Following a series of offers from Hollywood producers to create a Minecraft-related television series and a crowdfunding campaign for a fan film that was shut down by Minecraft creator Markus "Notch" Persson, Persson revealed that Mojang Studios was in talks with Warner Bros. to develop an official Minecraft film in February 2014. Later in October, Mojang CCO Vu Bui stated that the movie was early in development, and would be a "large-budget" production. He also said that the film might not be released until at least 2018. Originally, Roy Lee and Jill Messick were set to produce the project. That same month, Warner Bros. hired Shawn Levy to direct the film, though he and writers Kieran and Michele Mulroney, who were developing the film together, left the project by December.

By July 2015, Warner Bros. hired Rob McElhenney to direct the film. He said that he had been drawn to the film based on the open-world nature of the game, an idea Warner Bros. had initially agreed with and for which they had provided him with a preliminary US$150 million budget. Early production started in 2016, and an initial release date was announced for May 24, 2019. Jason Fuchs was set to write the script of the film, and Steve Carell was going to star as the voice of an unknown character. However, by late 2016, McElhenney's Minecraft film "slowly died on the vine", after studio executive Greg Silverman's departure from Warner Bros. in late 2016. Aaron and Adam Nee were tapped to rewrite the script and the film was delayed as a result. No new director was announced at that time. By January 2019, Peter Sollett was announced to write and direct the film, which would feature an entirely different story from McElhenney's version. Messick, who died in 2018, was posthumously credited as producer. The original vision Sollet had for the film involved "a teenage girl and her unlikely group of adventurers" as they set out on a quest to defeat the Ender Dragon, the final boss of the original Minecraft game. The film was later given a new release date of March 4, 2022. In June 2019, Allison Schroeder was hired to write the script and co-write the story with Sollett. Due to the COVID-19 pandemic in 2020, Warner Bros. was forced to adjust its release schedule, which included removing the Minecraft film from its planned release date.

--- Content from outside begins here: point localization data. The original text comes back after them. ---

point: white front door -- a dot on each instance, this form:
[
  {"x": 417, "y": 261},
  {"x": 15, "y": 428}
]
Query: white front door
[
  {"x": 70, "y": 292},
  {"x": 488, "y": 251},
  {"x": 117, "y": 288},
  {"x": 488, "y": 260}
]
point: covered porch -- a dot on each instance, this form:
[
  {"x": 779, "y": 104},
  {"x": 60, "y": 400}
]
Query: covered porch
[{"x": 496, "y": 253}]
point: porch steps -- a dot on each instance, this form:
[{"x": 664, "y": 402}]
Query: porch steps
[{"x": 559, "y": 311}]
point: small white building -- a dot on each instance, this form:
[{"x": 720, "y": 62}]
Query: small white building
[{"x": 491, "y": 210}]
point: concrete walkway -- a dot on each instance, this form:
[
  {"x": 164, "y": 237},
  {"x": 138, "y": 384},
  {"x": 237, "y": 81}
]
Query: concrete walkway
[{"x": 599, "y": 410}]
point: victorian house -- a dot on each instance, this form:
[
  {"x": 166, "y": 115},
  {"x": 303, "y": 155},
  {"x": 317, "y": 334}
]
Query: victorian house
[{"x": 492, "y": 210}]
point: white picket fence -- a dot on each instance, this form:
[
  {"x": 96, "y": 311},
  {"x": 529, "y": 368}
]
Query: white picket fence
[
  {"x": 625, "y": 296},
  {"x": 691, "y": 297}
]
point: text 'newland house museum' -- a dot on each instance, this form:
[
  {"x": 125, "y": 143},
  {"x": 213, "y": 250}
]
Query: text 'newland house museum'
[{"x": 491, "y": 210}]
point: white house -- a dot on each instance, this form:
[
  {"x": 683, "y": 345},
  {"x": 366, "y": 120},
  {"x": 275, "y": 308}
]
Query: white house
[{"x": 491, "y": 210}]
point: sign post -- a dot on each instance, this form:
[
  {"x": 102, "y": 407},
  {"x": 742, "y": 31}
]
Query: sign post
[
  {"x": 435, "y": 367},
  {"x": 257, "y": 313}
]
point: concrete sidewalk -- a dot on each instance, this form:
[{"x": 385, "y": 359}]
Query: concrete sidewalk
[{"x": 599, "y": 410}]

In April 2022, production on the Minecraft film was announced to be moving forward without Sollett and Schroeder, with Jared Hess now set to direct, Legendary Entertainment to co-produce (through its executive Mary Parent), and Jason Momoa in early talks to star. The film was also confirmed to be live action. It was also reported that Chris Bowman and Hubbel Palmer, who collaborated with Hess on Masterminds (2016), would rewrite the script. Producer Roy Lee credited new leadership at Warner Bros. for pushing the film into production after so many years saying: "Toby Emmerich shut it down when he first started, and if he had never run Warner Bros., it would’ve been made years earlier. It was only after Pam [Abdy] and Mike [De Luca] started that they reignited the project and it got made."

===Development===
Hess' involvement in the film began after a separate project he was developing with Legendary never materialized, and he was involved by the studio to pitch a take for the Minecraft adaptation. He later stated that he enjoyed trying to "adapt something that doesn't have a story – it's an open sandbox game", and hoped to find an opportunity for a "fun, ridiculous movie". The film's final writing credits went to Chris Bowman, Hubbel Palmer, Neil Widener, Gavin James, and Chris Galletta, who wrote the film from a story by Allison Schroeder, Bowman, and Palmer. Off-screen Additional Literary Material credit was given to Hess, McElhenney, Fuchs, Megan Amram, Kevin Biegel, John Francis Daley, Dana Fox, Hannah Friedman, Jonathan Goldstein, Phil Augusta Jackson, Lauryn Kahn, Kieran Mulroney, Michele Mulroney, Aaron Nee, Adam Nee, Zak Penn, Simon Rich, Peter Sollett, Laura Steinel, Jon Spaihts, Oren Uziel, and Ben Wexler.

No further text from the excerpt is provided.